This is a numbers game. The polls are currently pointing to a dead heat between David Cameron and Ed Miliband, with roughly 270 seats for each of their parties. So the TV appearances are crucial. But Labour’s vote is soft – as is that of Ukip, which is currently slated to take many votes from the Tories and deprive them of seats.
On the assumption that at least a third of the Ukip “floaters” change their minds and return to the Tory fold on 7 May, the Conservatives could get upwards of 300 seats and most likely ask the Liberal Democrats to support them in a “confidence and supply” arrangement. It would be a shaky minority government, and might not last the full five years, but at least it would be a start.
I would be surprised if Cameron doesn’t use the debate he’s participating in to warn Ukippers that, if they don’t vote Tory, they will end up with Miliband – propped up by the Scottish Nationalists.
Adam McDonnell, a research executive at YouGov, says No
It’s a much less likely proposition that the Conservatives and Liberal Democrats will achieve a collective majority this time around than it was five years ago. Britain’s first past the post system generally favours Labour, and if the polls remain as they are, with the two main parties polling at about 34 per cent, the Conservatives will struggle to get the most seats on 7 May.

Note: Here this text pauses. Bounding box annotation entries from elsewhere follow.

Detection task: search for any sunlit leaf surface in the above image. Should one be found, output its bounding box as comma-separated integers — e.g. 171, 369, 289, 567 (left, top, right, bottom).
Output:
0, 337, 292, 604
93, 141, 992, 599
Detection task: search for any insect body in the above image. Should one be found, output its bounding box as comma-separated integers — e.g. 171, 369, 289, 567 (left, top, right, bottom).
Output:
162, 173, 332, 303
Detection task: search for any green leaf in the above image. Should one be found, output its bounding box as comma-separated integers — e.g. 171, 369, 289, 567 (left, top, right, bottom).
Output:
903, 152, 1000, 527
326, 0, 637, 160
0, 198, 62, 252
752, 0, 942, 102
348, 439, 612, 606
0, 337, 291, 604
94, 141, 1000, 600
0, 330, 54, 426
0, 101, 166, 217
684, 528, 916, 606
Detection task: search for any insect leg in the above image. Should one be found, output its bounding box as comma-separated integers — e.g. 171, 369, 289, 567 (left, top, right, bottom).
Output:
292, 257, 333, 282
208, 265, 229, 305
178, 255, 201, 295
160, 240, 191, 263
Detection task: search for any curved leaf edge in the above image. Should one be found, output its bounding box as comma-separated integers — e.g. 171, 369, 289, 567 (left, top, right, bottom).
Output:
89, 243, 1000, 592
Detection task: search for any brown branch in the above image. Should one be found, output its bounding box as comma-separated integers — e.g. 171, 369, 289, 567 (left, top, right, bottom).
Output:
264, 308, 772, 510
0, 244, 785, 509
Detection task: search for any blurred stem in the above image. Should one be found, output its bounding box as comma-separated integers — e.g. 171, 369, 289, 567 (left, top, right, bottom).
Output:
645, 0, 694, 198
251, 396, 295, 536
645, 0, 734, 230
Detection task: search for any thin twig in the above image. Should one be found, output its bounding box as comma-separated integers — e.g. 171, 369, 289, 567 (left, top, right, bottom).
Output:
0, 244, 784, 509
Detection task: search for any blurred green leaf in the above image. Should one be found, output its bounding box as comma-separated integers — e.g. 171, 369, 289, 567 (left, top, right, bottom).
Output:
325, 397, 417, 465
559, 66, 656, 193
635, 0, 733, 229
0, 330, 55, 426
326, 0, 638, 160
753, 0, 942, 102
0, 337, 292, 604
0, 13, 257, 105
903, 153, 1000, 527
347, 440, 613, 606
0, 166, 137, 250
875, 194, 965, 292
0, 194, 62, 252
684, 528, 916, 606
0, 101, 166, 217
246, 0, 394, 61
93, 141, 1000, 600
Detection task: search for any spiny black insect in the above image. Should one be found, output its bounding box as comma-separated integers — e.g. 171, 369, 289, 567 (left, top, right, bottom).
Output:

The Lib Dems have seen their national support collapse during this Parliament, and while many of their MPs will benefit from an incumbency effect, they are still likely to lose around half their seats. One scenario (not a prediction) is that the Conservatives and Labour both get 280 seats, Lib Dems 25 and SNP 35.
In this instance, a Con-Lib deal and a Lab-Lib deal would both be 21 short of a majority. If Labour invites the SNP to the table, however, a Lab-Lib-SNP deal, with a majority of 15, is possible – and arguably the most realistic outcome.